At 37°C, which is closest to human body temperature, we found that the morphology of PCL remained stable until week 52 and then changed rapidly from week 78. GPC results also indicated a rapid decline in the molecular weight of PCL during this period.
Next, we tested whether the filler product could be safely degraded in vivo. After injecting the filler product into rabbits, tissue samples were taken from the injection site at regular intervals, and the PCL microspheres were checked for residual PCL in the tissue. The results showed that PCL microspheres were clearly observed by month 18, and more than 90% of the microspheres had disappeared by month 24. At the final time point of 30 months, no microspheres were observed, and no abnormalities were found in the tissue. Moreover, when microspheres were observed, all of the inflammatory responses were mild (score 1). Therefore, this study demonstrated that DMFI300 was mostly safely degraded within 24 months after injection in the body.
Collagen production following DMFI300 administration was observed around the porous PCL microspheres.
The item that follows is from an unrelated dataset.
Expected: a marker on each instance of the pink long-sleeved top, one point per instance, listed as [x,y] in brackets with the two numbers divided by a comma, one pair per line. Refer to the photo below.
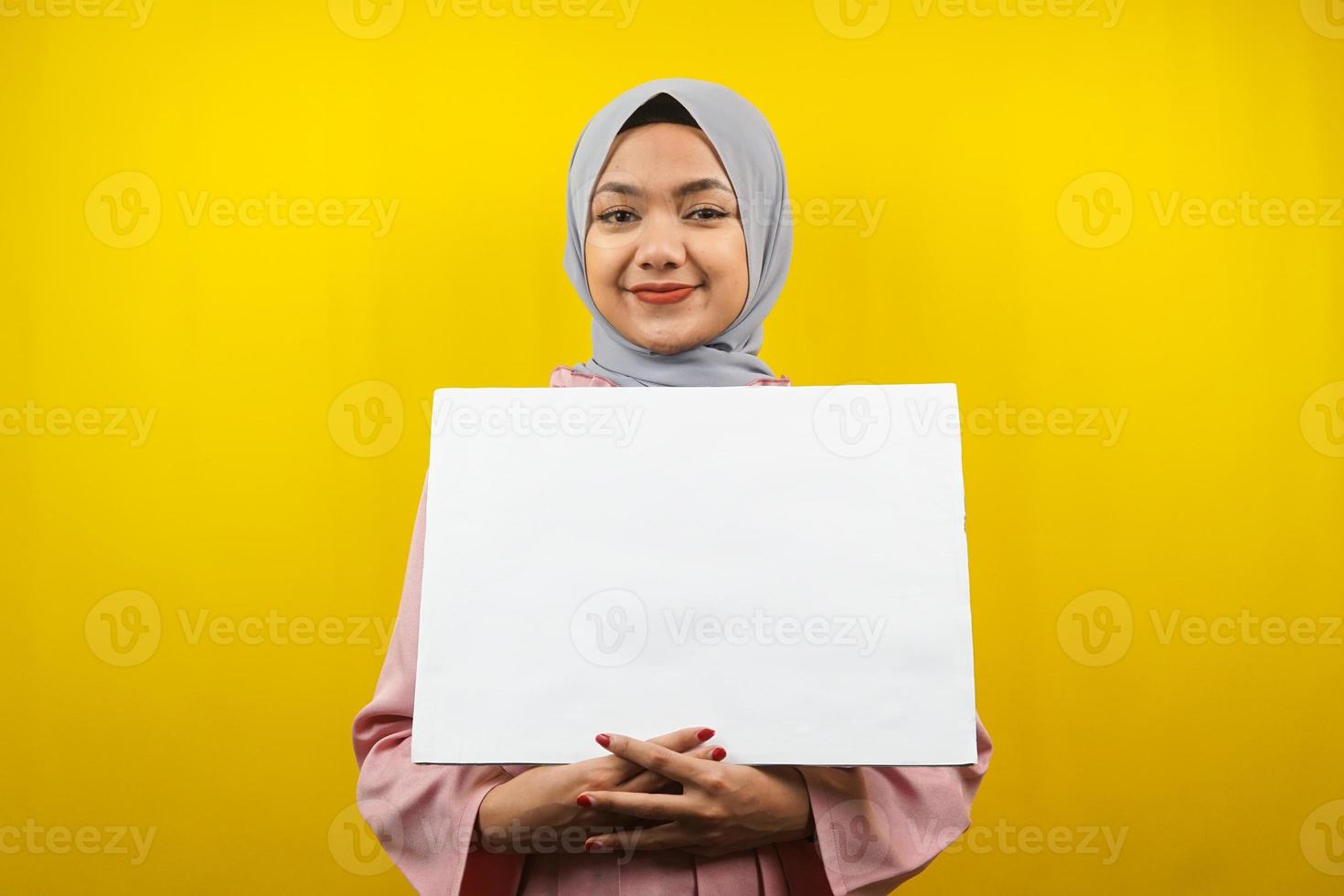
[875,827]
Extensive literature shows that filler products using biodegradable polymer microspheres induce a mild inflammatory and foreign body reaction, leading to encapsulation with collagen [20-22].
Finally, we previously confirmed the volume retention efficacy of DMFI300 in naïve hairless mice [10], and its efficacy was also demonstrated in clinical trials (Chung-Ang University Hospital, Korea, IRB no. 1861-001-328). In the next phase, to evaluate the wrinkle improvement effect of DMFI300 in an aged hairless mouse model, we induced photoaging through UVB irradiation. Prolonged sunlight exposure causes photoaging of the skin, leading to dryness, wrinkles, and pigmentation. Among various types of UV radiation, UVB has greater energy than UVA and UVC and is known to cause over 90% of erythema, inflammation, and skin cancer associated with UV exposure [23]. While photoaging animal models have limitations in fully representing the overall aging process, they are useful for studying skin damage induced by UV radiation and for developing treatments. Therefore, the test method of assessing wrinkle changes after a test article injection to UVB-induced photoaging hairless mice has been widely reported as a representative in vivo model to evaluate the efficacy of dermal fillers [24, 25]. In this study, we confirmed the efficacy of skin roughness improvement following DMFI300 administration using the UV photoaging mouse model.
This study confirmed the tissue safety, biodegradability, and specific mechanisms of wrinkle improvement through tissue regeneration of the porous PCL microparticle filler product, with clinical efficacy [26] and safety in tissue repair demonstrated through in vitro and in vivo experiments. Further studies are needed to evaluate the biodegradability of this product in clinical applications, extending beyond animal models.
Author Contributions
Jin-Su Kim and Hye-Sung Yoon conceptualized and designed the study. Ji-Hyun Sung, Doo-Yeon Kwon, and Jeong-Eun Park were responsible for data collection and analysis. Jin-Su Kim, Ji-Hyun Sung, Doo-Yeon Kwon, and Jeong-Eun Park drafted the manuscript. Helen Cho and Hye-Sung Yoon supervised the study and validated the results. All authors reviewed and revised the final manuscript and share responsibility for all aspects of the study.
Ethics Statement
All animal experiments in this study were conducted with the approval of the Institutional Animal Care and Use Committee (IACUC) of Chung-Ang University College of Medicine under the following protocols: No. 201800015, No. 201900049, and No. 202000098.
Conflicts of Interest
The authors declare no conflicts of interest.
Open Research
Data Availability Statement
The data that support the findings of this study are available from the corresponding author upon reasonable request.